The White House AI Framework: What It Says, What It Doesn't, and Why the Gaps Matter More
On March 20, the White House released its "National Policy Framework for Artificial Intelligence — Legislative Recommendations," a four-page document urging Congress to act on AI legislation "this year." The framework covers seven areas: child safety, community impacts, intellectual property, free speech, innovation, workforce development, and federal preemption of state AI laws. It's a document that reveals as much by what it omits as by what it proposes — and for anyone working in AI security, the omissions are striking.
What's Actually in It
The framework is organized around seven pillars, each with a bold header and a handful of bullet-pointed recommendations. Here's the compressed version:
I. Protecting Children — Require age-assurance for AI platforms, mandate features reducing exploitation and self-harm risks, affirm existing child privacy laws apply to AI. Builds on the Take It Down Act. Notably, it warns Congress to "avoid setting ambiguous standards about permissible content" that could trigger litigation — a caveat that does real work in the document's logic.
II. Safeguarding Communities — Protect residential ratepayers from increased electricity costs due to data center buildout. Streamline permitting for AI infrastructure. Combat AI-enabled fraud targeting seniors. Provide grants and tax incentives for small businesses adopting AI.

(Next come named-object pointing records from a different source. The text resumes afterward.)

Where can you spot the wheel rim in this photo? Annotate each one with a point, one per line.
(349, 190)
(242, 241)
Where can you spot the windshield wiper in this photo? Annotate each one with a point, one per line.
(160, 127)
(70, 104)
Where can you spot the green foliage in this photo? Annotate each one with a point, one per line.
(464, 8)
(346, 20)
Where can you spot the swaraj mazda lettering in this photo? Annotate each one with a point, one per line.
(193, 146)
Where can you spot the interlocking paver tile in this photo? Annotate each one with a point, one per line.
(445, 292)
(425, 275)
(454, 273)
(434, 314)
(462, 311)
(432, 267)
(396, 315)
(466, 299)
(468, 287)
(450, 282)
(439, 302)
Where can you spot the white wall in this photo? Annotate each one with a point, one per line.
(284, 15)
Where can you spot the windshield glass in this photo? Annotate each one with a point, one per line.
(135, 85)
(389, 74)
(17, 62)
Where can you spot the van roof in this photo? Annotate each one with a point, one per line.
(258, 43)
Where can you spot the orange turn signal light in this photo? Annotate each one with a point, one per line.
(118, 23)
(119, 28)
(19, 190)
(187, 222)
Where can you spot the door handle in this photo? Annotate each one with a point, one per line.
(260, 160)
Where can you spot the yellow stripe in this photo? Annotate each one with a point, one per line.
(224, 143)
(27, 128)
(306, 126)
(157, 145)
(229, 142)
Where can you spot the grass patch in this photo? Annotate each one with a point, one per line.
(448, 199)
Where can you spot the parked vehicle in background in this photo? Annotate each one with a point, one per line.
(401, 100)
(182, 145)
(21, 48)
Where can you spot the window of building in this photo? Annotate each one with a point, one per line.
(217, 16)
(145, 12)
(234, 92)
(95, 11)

III. Intellectual Property — The Administration "believes that training of AI models on copyrighted material does not violate copyright laws" but "supports allowing the Courts to resolve this issue." Proposes collective licensing frameworks (with antitrust exemptions) and a federal right protecting individuals from unauthorized AI-generated digital replicas.
IV. Preventing Censorship — Prevent the government from "coercing technology providers, including AI providers, to ban, compel, or alter content based on partisan or ideological agendas." Provide Americans with "effective means" to seek redress from government censorship via AI platforms.
V. Enabling Innovation — Establish regulatory sandboxes. Make federal datasets AI-ready. The headline recommendation: "Congress should not create any new federal rulemaking body to regulate AI."
VI. Workforce — Incorporate AI training into existing education and apprenticeship programs. Study task-level workforce realignment. Bolster land-grant institutions.
VII. Federal Preemption — Preempt state AI laws that "impose undue burdens" in favor of a national standard. States retain police powers, zoning authority, and governance of their own AI procurement — but cannot regulate AI development, cannot burden AI use for otherwise lawful activity, and cannot hold AI developers liable for third-party misuse of their models.
The Copyright Dodge
Section III contains the framework's most artful maneuver. The Administration states its position — training on copyrighted material is legal — and then immediately defers to the courts. It tells Congress not to "take any actions that would impact the judiciary's resolution of whether training on copyrighted material constitutes fair use."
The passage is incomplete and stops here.